Фасад офицерского собрания словно ветром снесло, а дома напротив лежали в развалинах. Спускаясь вниз по реке от Нам-Диня, я узнал от лейтенанта Перо о том, что произошло. Он был серьезный молодой человек, масон, и все это, на его взгляд, было карой за суеверие его собратьев. Когда-то епископ Фат-Дьема побывал в Европе и вывез оттуда культ богоматери из Фатимы – явление девы Марии кучке португальских детей. Вернувшись домой, он соорудил в ее честь грот возле собора и каждый год устраивал крестный ход. Его отношения с полковником, командовавшим французскими войсками, были натянутыми с тех пор, как власти распустили наемную армию епископа. Полковник – в душе он сочувствовал епископу, ведь для каждого из них родина была важнее католичества – решился в этом году на дружеский жест и возглавил со своими старшими офицерами крестный ход. Никогда еще такая большая толпа не собиралась в Фат-Дьеме в честь богоматери из Фатимы. Даже многие буддисты, составлявшие около половины окрестного населения, не в силах были отказаться от такого развлечения, а тот, кто не верил ни в какого бога, питал смутную надежду, что все эти хоругви, кадила и золотые дары уберегут его жилище от войны. Духовой оркестр – все, что осталось от армии епископа, – шествовал впереди процессии, за ним следовали, как мальчики из церковного хора, французские офицеры, ставшие набожными по приказу своего полковника; они вошли в ворота соборной ограды, миновали белую статую Спасителя на островке посреди небольшого озерка перед собором, прошли под колокольней с пристройками в восточном стиле и вступили в украшенный резьбой деревянный храм с его гигантскими колоннами из цельных стволов и скорее буддийским, чем христианским алтарем, покрытым ярко-красным лаком. Люди стекались сюда изо всех деревень, разбросанных среди каналов, со всей округи, напоминавшей голландский ландшафт, хотя вместо тюльпанов здесь были молодые зеленые побеги или золотые стебли зрелого риса, а вместо ветряных мельниц – церкви.

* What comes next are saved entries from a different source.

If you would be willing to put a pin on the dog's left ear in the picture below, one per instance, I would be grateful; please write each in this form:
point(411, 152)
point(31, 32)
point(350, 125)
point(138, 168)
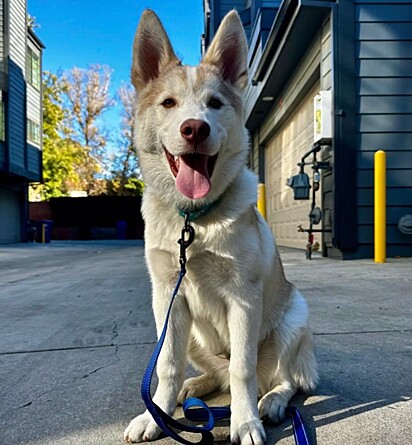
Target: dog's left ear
point(228, 51)
point(152, 50)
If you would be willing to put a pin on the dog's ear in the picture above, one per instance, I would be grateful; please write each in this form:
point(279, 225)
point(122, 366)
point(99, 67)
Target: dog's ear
point(152, 50)
point(228, 51)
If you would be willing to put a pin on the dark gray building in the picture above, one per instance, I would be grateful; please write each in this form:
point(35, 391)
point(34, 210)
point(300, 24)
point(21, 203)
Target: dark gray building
point(359, 54)
point(20, 118)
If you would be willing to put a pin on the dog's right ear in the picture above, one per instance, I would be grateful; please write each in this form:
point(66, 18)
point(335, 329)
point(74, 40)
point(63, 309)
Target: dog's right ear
point(152, 50)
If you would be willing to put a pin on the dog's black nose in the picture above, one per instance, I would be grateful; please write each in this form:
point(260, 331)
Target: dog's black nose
point(194, 131)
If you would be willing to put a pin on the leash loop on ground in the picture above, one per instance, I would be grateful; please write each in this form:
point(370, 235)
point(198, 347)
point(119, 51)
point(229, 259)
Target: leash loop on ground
point(186, 239)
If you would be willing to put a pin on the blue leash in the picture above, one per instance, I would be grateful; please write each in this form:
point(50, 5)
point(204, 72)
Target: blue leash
point(195, 409)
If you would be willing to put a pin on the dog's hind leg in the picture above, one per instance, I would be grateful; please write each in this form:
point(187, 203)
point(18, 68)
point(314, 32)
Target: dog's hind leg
point(294, 370)
point(170, 366)
point(215, 373)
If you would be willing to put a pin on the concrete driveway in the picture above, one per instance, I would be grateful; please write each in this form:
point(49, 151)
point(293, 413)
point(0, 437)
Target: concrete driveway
point(76, 332)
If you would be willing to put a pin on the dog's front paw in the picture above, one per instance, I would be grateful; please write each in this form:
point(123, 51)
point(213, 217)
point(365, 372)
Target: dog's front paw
point(272, 407)
point(142, 429)
point(247, 433)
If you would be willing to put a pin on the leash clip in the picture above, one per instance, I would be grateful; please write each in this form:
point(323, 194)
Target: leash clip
point(187, 237)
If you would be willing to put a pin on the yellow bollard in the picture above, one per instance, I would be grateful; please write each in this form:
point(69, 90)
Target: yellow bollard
point(262, 199)
point(43, 233)
point(380, 206)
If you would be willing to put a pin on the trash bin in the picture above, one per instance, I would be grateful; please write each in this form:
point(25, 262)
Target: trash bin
point(44, 230)
point(121, 229)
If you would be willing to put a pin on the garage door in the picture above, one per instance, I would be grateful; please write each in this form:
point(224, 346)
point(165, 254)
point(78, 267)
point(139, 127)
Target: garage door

Никто не заметил, как к процессии присоединились сторонники Вьетмина; в ту же ночь, пока главные силы коммунистов продвигались в Тонкинскую долину через ущелья в известковых горах и на них беспомощно взирали французские посты, передовой отряд нанес удар по Фат-Дьему.
Сейчас, четыре дня спустя, с помощью парашютистов противник был оттеснен почти на километр от города. Но это все же было поражением французов; журналистов сюда не пускали, и телеграммы не принимались – ведь газеты должны сообщать только о победах. Власти задержали бы меня в Ханое, если бы знали о цели моего путешествия, но чем больше удаляешься от главного штаба, тем слабее становится контроль, а когда попадешь в полосу неприятельского огня, ты делаешься желанным гостем; то, что представлялось угрозой для главного штаба в Ханое, неприятностью для полковника в Нам-Дине, было для лейтенанта на переднем крае развлечением, знаком внимания со стороны внешнего мира, – ведь несколько блаженных часов он мог порисоваться и увидеть в романтическом свете даже собственных убитых и раненых.

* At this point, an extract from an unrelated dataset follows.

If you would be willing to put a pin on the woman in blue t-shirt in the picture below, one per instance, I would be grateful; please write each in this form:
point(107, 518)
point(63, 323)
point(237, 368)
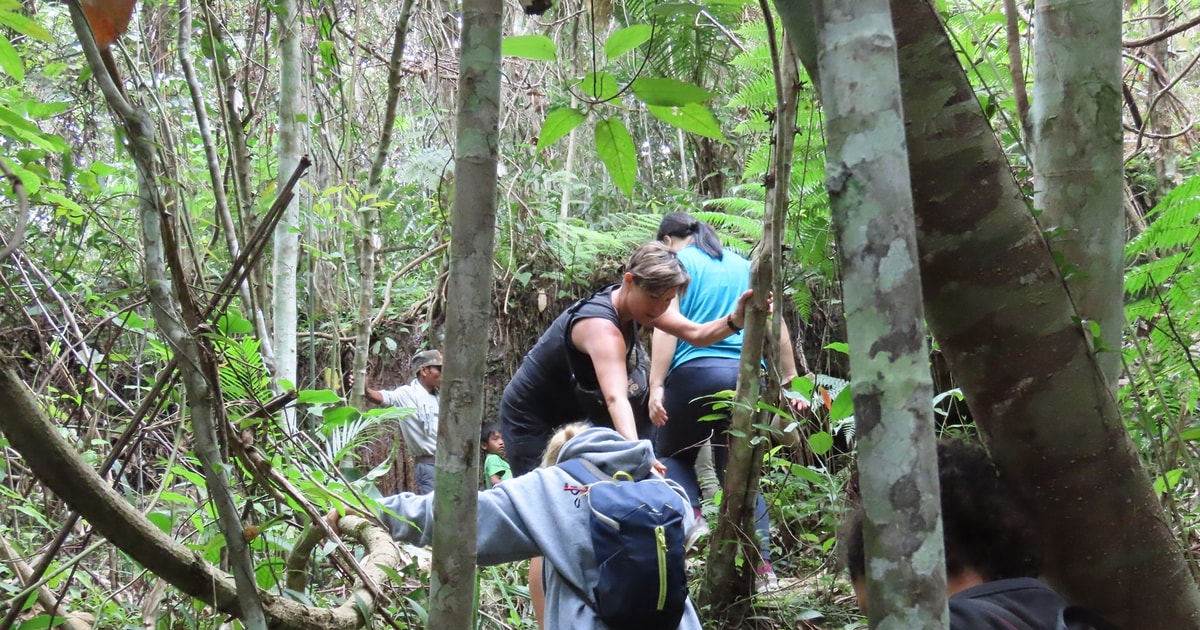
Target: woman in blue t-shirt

Священник захлопнул требник и сказал:
– Ну, вот и кончено. – Он был европеец, но не француз: епископ не потерпел бы французского священника в своей епархии. Он произнес извиняющимся тоном:
– Понимаете, мне приходится подниматься сюда, чтобы отдохнуть от этих несчастных.

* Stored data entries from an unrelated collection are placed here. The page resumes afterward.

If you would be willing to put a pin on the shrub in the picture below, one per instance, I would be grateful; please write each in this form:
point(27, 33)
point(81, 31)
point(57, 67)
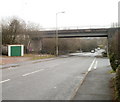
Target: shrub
point(113, 61)
point(117, 84)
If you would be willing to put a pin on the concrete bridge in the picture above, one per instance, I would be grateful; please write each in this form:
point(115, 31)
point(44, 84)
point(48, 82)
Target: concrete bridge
point(37, 36)
point(71, 33)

Грохот минометного огня надвигался со всех сторон, – может быть, противник начал наконец отстреливаться. Странно, но неприятеля трудно было обнаружить: сражение шло не на одном узком фронте, а на десяти, зажатых каналами, крестьянскими усадьбами и затопленными рисовыми полями, где повсюду можно ожидать засады.
Тут же под нами стояло, сидело и лежало все население Фат-Дьема. Католики, буддисты, язычники – все забрали самые ценные свои пожитки: жаровни, лампы, зеркала, шкафы, циновки, иконы – и перебрались на территорию собора. Здесь, на Севере, с наступлением темноты становилось очень холодно, и собор был переполнен; другого убежища не было; даже на лестнице, которая вела на колокольню, заняли каждую ступеньку, а в ворота все время продолжали протискиваться новые люди, неся на руках детей и домашний скарб. Какова бы ни была их религия, они надеялись, что тут им удастся спастись. Мы увидели, как сквозь толпу к собору проталкивается молодой вьетнамец с ружьем, в солдатской форме; священник остановил его и взял у него винтовку. Патер, который был со мной на колокольне, объяснил:
– Мы здесь нейтральны. Это – владения господа бога.
«Какие странные, нищие люди населяют царство божие, – подумал я, – напуганные, замерзшие, голодные („Не знаю, как накормить их“, – посетовал священник); любой царь, кажется, подобрал бы себе подданных получше». Но потом я сказал себе: а разве всюду не одно и то же – самые могущественные цари далеко не всегда имеют самых счастливых подданных.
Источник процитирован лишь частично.